Stomach cancer is unusual. It was one of the first cancers linked to an infectious disease — Helicobacter — and that discovery flummoxed doctors who thought spicy and salty food was to blame. It's now known to be by far the main cause of the most common type of stomach cancer, non-cardia stomach cancer.

But the AICR wanted to tease out what might cause the remaining cases, and what might protect against stomach cancer.

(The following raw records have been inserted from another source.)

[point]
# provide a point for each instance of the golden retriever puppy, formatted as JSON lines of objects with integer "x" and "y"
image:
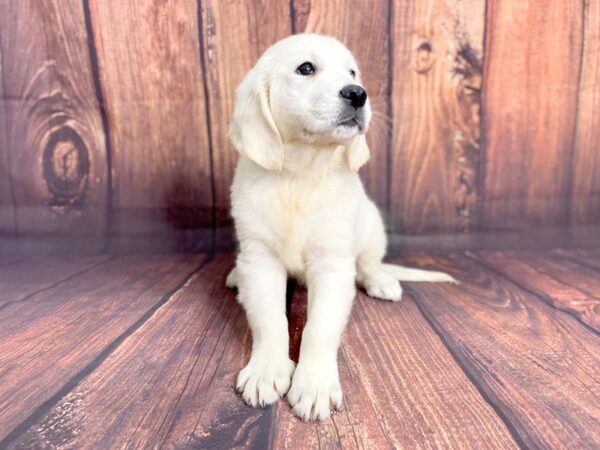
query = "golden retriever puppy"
{"x": 300, "y": 210}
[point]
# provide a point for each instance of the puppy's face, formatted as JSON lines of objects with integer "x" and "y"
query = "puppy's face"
{"x": 316, "y": 93}
{"x": 305, "y": 88}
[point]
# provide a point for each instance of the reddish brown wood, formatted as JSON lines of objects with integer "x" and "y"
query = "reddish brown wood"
{"x": 561, "y": 282}
{"x": 256, "y": 26}
{"x": 532, "y": 61}
{"x": 51, "y": 132}
{"x": 402, "y": 388}
{"x": 152, "y": 82}
{"x": 588, "y": 258}
{"x": 367, "y": 36}
{"x": 537, "y": 365}
{"x": 7, "y": 210}
{"x": 171, "y": 383}
{"x": 20, "y": 280}
{"x": 53, "y": 338}
{"x": 436, "y": 81}
{"x": 585, "y": 169}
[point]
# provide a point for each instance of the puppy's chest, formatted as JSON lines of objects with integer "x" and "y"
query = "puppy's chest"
{"x": 296, "y": 218}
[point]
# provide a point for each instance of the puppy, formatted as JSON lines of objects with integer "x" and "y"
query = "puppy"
{"x": 300, "y": 210}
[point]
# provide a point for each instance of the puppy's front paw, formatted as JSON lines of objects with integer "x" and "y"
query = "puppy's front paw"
{"x": 264, "y": 380}
{"x": 315, "y": 390}
{"x": 383, "y": 286}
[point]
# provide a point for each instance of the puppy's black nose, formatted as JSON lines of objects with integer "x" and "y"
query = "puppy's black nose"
{"x": 355, "y": 93}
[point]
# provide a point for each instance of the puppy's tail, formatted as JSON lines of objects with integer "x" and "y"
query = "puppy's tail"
{"x": 409, "y": 274}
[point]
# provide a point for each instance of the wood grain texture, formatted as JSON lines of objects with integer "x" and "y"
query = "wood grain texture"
{"x": 531, "y": 73}
{"x": 585, "y": 169}
{"x": 52, "y": 134}
{"x": 537, "y": 365}
{"x": 257, "y": 25}
{"x": 22, "y": 279}
{"x": 402, "y": 388}
{"x": 561, "y": 282}
{"x": 170, "y": 384}
{"x": 50, "y": 340}
{"x": 437, "y": 57}
{"x": 588, "y": 258}
{"x": 152, "y": 83}
{"x": 367, "y": 36}
{"x": 7, "y": 207}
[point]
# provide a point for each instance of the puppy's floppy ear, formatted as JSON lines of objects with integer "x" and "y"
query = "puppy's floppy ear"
{"x": 252, "y": 131}
{"x": 357, "y": 152}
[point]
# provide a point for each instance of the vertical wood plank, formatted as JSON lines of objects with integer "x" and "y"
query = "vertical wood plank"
{"x": 530, "y": 98}
{"x": 585, "y": 170}
{"x": 437, "y": 65}
{"x": 151, "y": 78}
{"x": 367, "y": 36}
{"x": 52, "y": 130}
{"x": 234, "y": 34}
{"x": 7, "y": 211}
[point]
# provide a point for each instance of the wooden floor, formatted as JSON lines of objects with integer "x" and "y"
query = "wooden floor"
{"x": 142, "y": 351}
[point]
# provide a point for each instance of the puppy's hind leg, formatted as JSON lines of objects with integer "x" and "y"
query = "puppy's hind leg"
{"x": 382, "y": 280}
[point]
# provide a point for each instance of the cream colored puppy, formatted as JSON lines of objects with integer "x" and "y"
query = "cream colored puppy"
{"x": 300, "y": 210}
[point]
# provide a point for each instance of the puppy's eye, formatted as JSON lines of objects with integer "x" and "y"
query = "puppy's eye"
{"x": 305, "y": 68}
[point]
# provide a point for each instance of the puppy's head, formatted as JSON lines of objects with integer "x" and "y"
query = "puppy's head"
{"x": 306, "y": 88}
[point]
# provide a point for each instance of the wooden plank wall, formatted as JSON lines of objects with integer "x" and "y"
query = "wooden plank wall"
{"x": 113, "y": 114}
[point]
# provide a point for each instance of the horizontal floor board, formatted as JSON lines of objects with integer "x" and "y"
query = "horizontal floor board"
{"x": 538, "y": 365}
{"x": 402, "y": 388}
{"x": 561, "y": 281}
{"x": 27, "y": 276}
{"x": 49, "y": 340}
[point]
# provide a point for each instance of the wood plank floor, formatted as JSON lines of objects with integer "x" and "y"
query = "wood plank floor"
{"x": 142, "y": 352}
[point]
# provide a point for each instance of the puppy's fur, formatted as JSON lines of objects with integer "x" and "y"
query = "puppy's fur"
{"x": 300, "y": 210}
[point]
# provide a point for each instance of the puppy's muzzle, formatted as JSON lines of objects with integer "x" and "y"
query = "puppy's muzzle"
{"x": 355, "y": 94}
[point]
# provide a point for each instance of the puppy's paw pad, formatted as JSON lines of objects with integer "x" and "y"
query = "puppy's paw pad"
{"x": 314, "y": 392}
{"x": 231, "y": 281}
{"x": 383, "y": 286}
{"x": 263, "y": 381}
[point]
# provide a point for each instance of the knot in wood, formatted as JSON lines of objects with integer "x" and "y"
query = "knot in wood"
{"x": 66, "y": 168}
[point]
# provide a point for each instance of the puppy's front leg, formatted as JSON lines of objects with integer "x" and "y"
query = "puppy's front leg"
{"x": 316, "y": 385}
{"x": 261, "y": 283}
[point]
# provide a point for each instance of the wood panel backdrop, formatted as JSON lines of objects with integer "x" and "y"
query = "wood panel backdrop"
{"x": 113, "y": 114}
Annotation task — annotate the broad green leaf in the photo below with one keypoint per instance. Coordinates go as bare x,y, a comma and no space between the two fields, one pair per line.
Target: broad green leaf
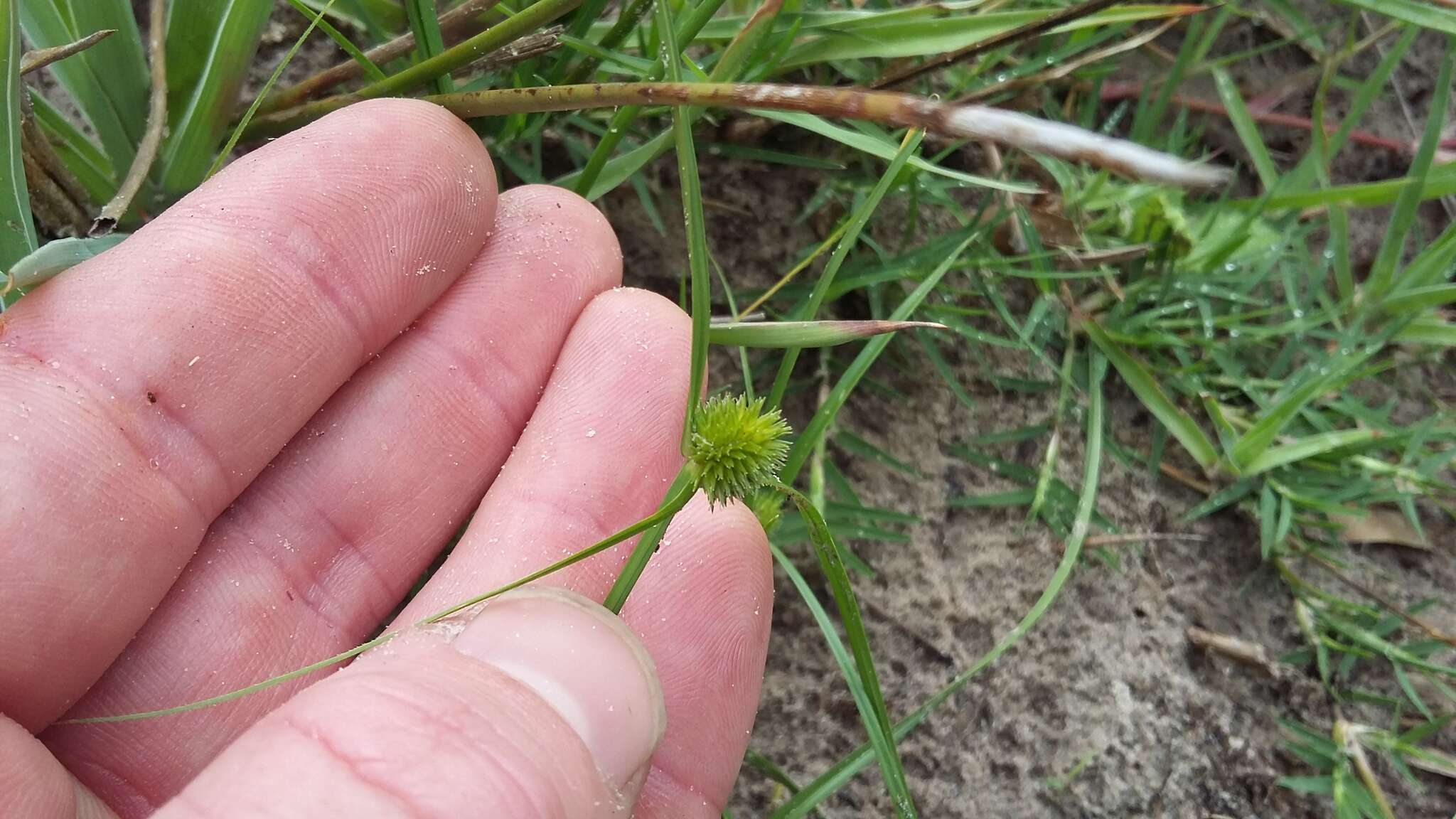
344,43
833,566
832,267
1420,299
108,82
210,48
1440,181
1247,129
803,334
1145,385
85,161
1424,14
16,229
1308,385
1305,448
60,255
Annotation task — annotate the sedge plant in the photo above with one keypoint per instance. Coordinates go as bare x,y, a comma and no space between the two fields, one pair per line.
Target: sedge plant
1238,323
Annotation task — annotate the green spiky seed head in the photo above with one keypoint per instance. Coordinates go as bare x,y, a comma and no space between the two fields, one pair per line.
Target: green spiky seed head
737,446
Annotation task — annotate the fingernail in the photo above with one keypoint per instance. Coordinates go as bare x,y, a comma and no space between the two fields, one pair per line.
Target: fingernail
586,663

It found smoking is to blame for about 11 percent of stomach cancers.

"There is strong evidence that consuming approximately three or more alcoholic drinks per day increases the risk of stomach cancer," the report adds.

And eating 1.8 ounces of processed meat every day — the equivalent of one hot dog a day — raises the risk of stomach cancer by about 18 percent, the report found. "Processed meat is meat that has been preserved by smoking, curing or salting, or by the addition of preservatives. Examples include ham, bacon, pastrami and salami, as well as hot dogs and some sausages," the report reads.

The World Health Organization's International Agency for Research on Cancer caused a ruckus late last year when it said flatly that processed meat causes cancer. Stomach cancer was one of the types it named, along with pancreatic and prostate cancer. Heavy meat consumption has also been linked with breast and colon cancer.

And being obese also raises the risk, the report finds. The more a person weighs in relation to height, the higher the risk of stomach cancer.

More than a third of Americans are obese and another third are overweight.

The AICR has also linked obesity and drinking to liver cancer. And other studies link obesity to a variety of cancers, including breast cancer, colon cancer and endometrial cancer.